Le match entre les terminaux PC, tablettes et smartphones contre les téléviseurs est lancé.
La convergence avec sa panoplie de services bouleverseront tout l’écosystème y compris au niveau de la réglementation. Faudra t-il envisager une instance de régulation unique pour gérer à la fois la convergence entre télécommunication et audiovisuel ou encore entre le contenu et le contenant ?
A moins d’une semaine de la coupe d’Afrique des nations (CAN 2012), l’opérateur Orange annonçait le lancement de son service TV sur mobile. Un service qui propose l’accès aux programmes de télévision sur un terminal portable. Une évolution dans la fourniture de contenu en Afrique où la tradition reste encore confinée à la télévision analogique terrestre. Malgré la nécessité et l’imminence de la migration vers la TNT [télévision numérique terrestre] qui propose est un mode de diffusion terrestre de la télévision, dans lequel les signaux audio, vidéo et de données, sont numérisés puis ordonnés dans un flux unique. « On parle alors de multiplexage, avant d’être modulés puis diffusés, c’est-à-dire transportés jusqu’au téléspectateur via les ondes électromagnétiques », explique un expert de la TNT.
L’arrivée prochaine de ce nouveau service audiovisuel risquera de poser la problématique du régime juridique envisageable pour ce mode communication. La question de savoir sur quel régime juridique dépendront ces nouveaux services reste entière. Relèveront-ils de la communication audiovisuelle ou des services de communications ? Il pourrait y avoir conflit d’intérêt entre les Agences de régulation des télécommunications et le Conseil Supérieur de l’audiovisuel.
Pour trancher sur cette question, en l’Europe, la plupart des États membres de l’UE considère que « l’ensemble des services fournis sur appel individuel, tels le paiement à la séance et la vidéo à la demande, échappent au champ d’application de la directive Télévision Sans Frontières ». La TSF représente la pierre angulaire de la politique audiovisuelle de l’Union européenne.
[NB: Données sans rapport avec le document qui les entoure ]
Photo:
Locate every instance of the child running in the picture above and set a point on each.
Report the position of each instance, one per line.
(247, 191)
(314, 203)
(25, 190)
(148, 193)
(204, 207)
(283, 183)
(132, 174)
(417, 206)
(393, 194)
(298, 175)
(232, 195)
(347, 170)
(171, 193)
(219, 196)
Fondé sur deux principes, la directive Télévision Sans Frontières promeut « la libre circulation des programmes télévisés européens au sein du marché intérieur ; et l’obligation, pour les chaînes de télévision, de réserver, plus de la moitié de leur temps d’antenne à des œuvres européennes », explique un expert de l’UE. Il s’agit bien de quotas de diffusion juridiquement assimilables aux services disponibles sur Internet ou aux services télématiques soumis à simple déclaration, estime un rapport publié par la Commission européenne.
Le match entre TV vs PC est lancé
En revanche, ces services audiovisuels appelés aussi services mixtes ont une dimension d’ordre économique et culturel, estime pour sa part le droit français. Ils ne peuvent donc être assimilés à Internet dont le régime juridique est relatif au droit pénal international et très orienté vers la protection du droit d’auteur. Comme en Europe, cette nouvelle donne posera aussi en Afrique les mêmes problèmes à savoir si les services fournis seront réellement identiques ? Ou encore de savoir si le « téléspectateur » regardera indifféremment son match de football à la télévision ou sur son ordinateur, sur son smartphone ou sur sa tablette ?
Il y aussi la question de la qualité du service offert sur le Web et le mode de diffusion. S’agira t-il d’un mode de consommation individuel ou collectif ? Pour l’heure, il est encore trop tôt pour en juger. Il pourrait s’agir d’une évolution graduelle de la réglementation sachant que la qualité et le cible des supports ne sont pas les mêmes entre le web et les autres supports de diffusion comme le câble, le satellite ou encore le réseau hertzien.
A ce jour, très peu d’États ont mis en place des instances de régulation uniques dans les secteurs audiovisuels et de télécommunications. « Ces deux modes de diffusion suivent des logiques et des objectifs historiquement différents et fonctionnellement : l’un met en place un système décentralisé de communication, l’autre organise un mode de diffusion plus ou moins décentralisé où l’idée de contenu l’emporte sur celle de transport, car la composition du fluide importe plus que le tuyau », estime un rapport de l’UE.
En tout état de cause, il sera difficile de concilier une réglementation orientée vers des objectifs économiques et techniques, en ce qui concerne les réseaux de télécommunications, et une réglementation relevant de la liberté d’expression et de la création culturelle pour les réseaux audiovisuels. Ce sont en effet deux types de régulation très différents, voire opposés.